Bridgeway is Sausalito's main thoroughfare — and the road the whole town leans on when Highway 101 backs up. Adding 294 apartments and 411 parking spaces feeds hundreds of new car trips onto it every day: a real question for traffic, emergency access, and evacuation. That is why we are asking for a life-safety traffic study, with the mitigation paid for by the developer.

The case

Why we're concerned about this

The developer says it needs no environmental review.

It does. The density-bonus waivers, the tree-removal permits, and the rooftop elevator tower all require discretionary findings — which trigger a full CEQA study.

It's the largest proposed building in Sausalito.

294 apartments and 90 feet — where the limit is 35 — on Bridgeway, the city's main road and its alternative to Highway 101.

It clear-cuts the whole site.

All 55 trees, including four healthy native redwoods the developer's own arborist labeled “undesirable.”

We welcome the affordable units — residents shouldn't pay the price.

294 apartments mean hundreds of new car trips and strained services.

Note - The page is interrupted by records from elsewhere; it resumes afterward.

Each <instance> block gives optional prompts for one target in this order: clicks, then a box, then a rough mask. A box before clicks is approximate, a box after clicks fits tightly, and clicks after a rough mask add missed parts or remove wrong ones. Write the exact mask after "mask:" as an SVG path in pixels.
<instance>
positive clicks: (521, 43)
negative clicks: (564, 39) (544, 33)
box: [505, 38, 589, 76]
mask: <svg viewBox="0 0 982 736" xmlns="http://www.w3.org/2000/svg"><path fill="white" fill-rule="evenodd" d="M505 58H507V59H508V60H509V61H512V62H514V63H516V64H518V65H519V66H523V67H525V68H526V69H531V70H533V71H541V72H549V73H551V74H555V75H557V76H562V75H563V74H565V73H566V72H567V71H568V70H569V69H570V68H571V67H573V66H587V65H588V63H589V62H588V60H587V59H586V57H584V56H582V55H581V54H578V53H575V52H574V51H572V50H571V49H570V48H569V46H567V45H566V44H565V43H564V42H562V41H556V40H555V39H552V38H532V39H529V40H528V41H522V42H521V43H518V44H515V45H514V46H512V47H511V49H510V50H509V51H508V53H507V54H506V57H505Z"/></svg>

The developer, not the neighborhood, should fund the traffic, infrastructure, and safety fixes.

The legal bottom line

Because the Project requires the City to make several discretionary findings, the Project is not eligible for ministerial approval despite being classified as “by right.” For this reason, the Project must undergo CEQA review.
Kylah Staley, Lozeau Drury LLP, for Save Our SausalitoLetter to the City of Sausalito, May 19, 2026

Location

Where is it

1 Harbor Drive, Sausalito, CA 94965 · APN 063-140-15

How we got here — the full timeline

The record

Timeline

  1. November 2025

    Measure J passes

    Voters approve housing overlays on twelve commercial sites, including a three-acre portion of 1 & 3 Harbor Drive.

  2. March 2026

    The developer files under SB 330

    The preliminary application freezes the development standards as of this date.

  3. April 2026

    SOS holds a community forum

    Residents learn what's proposed and how to weigh in.

  4. May 2026

    SOS attorneys write to the City

    The project is not exempt from environmental review — it requires a full CEQA study.

  5. June 2026

    SOS forms a Measure J committee

    To press for impact mitigation across all twelve Measure J sites.

  6. Now

    Next: the full application + review

    The developer's full application is due around September 2026, opening the public-comment window. The City may hold no more than five hearings.